From Saladin to the Mongols: The Ayyubids of Damascus, 1193-1260 – R. Stephen Humphreys
SUNY Press | 1977 | PDF
Upon the death of Saladin in 1193, his vast empire, stretching from the Yemen to the upper reaches of the Tigris, fell into the hands of his Ayyubid kinsmen. These latter parceled his domains into a number of autonomous principalities, though some common identity was maintained by linking these petty states into a loose confederation, in which each local prince owed allegiance to the senior member of the Ayyubid house. Such an arrangement was, of course, highly unstable, and at first glance Ayyubid history appears to be no more than a succession of unedifying squabbles among countless rival princelings, until at last the family’s hegemony was extinguished by two events: 1) a coup d’état staged by the palace guard in Egypt in 1250, and 2) the Mongol occupation of Syria, brief but destructive, in 1260.
But appearances to the contrary, the obscure quarrels of Saladin’s heirs embodied a political revolution of highest importance in Syro-Egyptian history. The seven decades of Ayyubid rule mark the slow and sometimes violent emergence of a new administrative relationship between Egypt and Syria, one in which Syria was subjected to close centralized control from Cairo for the unprecedented period of 250 years. These years saw also the gradual decay of a form of government―the family confederation―which had been the most characteristic political structure of Western Iran and the Fertile Crescent for three centuries, and its replacement by a unitary autocracy. Finally, it was under the Ayyubids that the army ceased to be an arm of the state and became, in effect, the state itself. When these internal developments are seen in the broader context of world history as it affected Syria during the first half of the thirteenth century―Italian commercial expansion, the Crusades of Frederick II and St. Louis, the Mongol expansion―then the great intrinsic interest of Ayyubid history becomes apparent.

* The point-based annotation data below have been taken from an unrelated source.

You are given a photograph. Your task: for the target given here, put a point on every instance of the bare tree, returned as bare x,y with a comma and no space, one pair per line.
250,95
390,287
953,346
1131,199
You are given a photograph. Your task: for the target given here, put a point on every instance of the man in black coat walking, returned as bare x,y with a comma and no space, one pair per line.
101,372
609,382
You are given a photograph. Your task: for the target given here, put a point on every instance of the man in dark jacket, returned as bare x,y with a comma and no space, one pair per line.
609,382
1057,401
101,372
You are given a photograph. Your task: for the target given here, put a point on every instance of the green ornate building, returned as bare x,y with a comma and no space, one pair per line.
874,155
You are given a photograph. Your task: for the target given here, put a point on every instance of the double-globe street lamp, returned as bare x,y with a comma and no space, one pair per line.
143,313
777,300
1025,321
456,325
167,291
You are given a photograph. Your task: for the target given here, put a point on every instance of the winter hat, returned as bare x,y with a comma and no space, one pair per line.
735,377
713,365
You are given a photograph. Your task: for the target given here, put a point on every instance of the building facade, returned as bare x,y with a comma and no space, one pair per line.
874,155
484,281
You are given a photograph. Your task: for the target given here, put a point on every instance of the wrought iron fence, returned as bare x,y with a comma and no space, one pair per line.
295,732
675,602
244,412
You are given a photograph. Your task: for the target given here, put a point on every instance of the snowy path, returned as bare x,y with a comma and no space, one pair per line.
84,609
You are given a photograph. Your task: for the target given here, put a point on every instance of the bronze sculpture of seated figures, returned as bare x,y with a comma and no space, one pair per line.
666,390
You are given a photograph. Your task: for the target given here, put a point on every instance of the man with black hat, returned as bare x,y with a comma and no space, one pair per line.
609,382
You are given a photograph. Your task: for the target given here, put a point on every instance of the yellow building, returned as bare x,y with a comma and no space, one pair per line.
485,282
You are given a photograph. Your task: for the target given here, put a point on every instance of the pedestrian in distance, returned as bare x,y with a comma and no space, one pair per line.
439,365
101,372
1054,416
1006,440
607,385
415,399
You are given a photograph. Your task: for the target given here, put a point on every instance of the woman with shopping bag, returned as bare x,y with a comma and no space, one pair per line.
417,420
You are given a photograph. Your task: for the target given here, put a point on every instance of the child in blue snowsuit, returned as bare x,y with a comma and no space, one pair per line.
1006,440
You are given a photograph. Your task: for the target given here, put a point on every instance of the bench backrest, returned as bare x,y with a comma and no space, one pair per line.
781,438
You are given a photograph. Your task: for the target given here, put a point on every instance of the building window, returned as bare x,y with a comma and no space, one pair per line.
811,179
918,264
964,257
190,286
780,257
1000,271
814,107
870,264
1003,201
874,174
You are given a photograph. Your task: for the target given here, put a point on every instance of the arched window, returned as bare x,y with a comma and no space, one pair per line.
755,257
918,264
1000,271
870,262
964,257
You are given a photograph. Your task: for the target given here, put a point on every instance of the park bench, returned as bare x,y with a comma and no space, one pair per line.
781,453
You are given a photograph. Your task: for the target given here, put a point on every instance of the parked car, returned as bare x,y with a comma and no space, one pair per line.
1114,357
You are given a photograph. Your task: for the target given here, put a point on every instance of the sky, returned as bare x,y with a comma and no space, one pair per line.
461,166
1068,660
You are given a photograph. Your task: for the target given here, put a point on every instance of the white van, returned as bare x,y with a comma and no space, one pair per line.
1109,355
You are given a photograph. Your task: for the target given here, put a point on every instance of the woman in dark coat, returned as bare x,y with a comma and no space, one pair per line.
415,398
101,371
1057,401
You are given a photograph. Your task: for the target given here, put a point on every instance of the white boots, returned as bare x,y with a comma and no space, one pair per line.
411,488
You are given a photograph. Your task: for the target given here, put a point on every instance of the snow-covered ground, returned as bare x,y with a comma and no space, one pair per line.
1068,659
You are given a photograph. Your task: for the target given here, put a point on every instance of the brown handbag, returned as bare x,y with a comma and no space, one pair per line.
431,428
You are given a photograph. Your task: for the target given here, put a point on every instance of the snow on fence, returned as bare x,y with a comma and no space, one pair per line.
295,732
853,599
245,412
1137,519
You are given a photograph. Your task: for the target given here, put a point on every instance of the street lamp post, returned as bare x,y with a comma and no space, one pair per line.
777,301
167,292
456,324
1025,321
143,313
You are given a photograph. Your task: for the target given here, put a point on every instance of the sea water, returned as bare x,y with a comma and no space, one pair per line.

Professor Humphreys has developed these themes through close examination of the political fortunes of the Ayyubid princes of Damascus. For Damascus, though seldom the capital of the Ayyubid confederation, was, nevertheless, its hinge. The struggle for regional autonomy vs. centralization, for Syrian independence vs. Egyptian domination, was fought out at Damascus, and the city was compelled to stand no less than eleven sieges during the sixty-seven years of Ayyubid rule. Almost every political process of real significance either originated with the rulers of Damascus or was closely reflected in their policy and behavior.
The book is cast in the form of a narrative, describing a structure of politics which was in no way fixed and static, but dynamic and constantly evolving. Indeed, the book does not so much concern the doings of a group of rather obscure princes as it does the values and attitudes which underlay and shaped their behavior. The point of the narrative is precisely to show what these values were, how they were expressed in real life, and how they changed into quite new values in the course of time.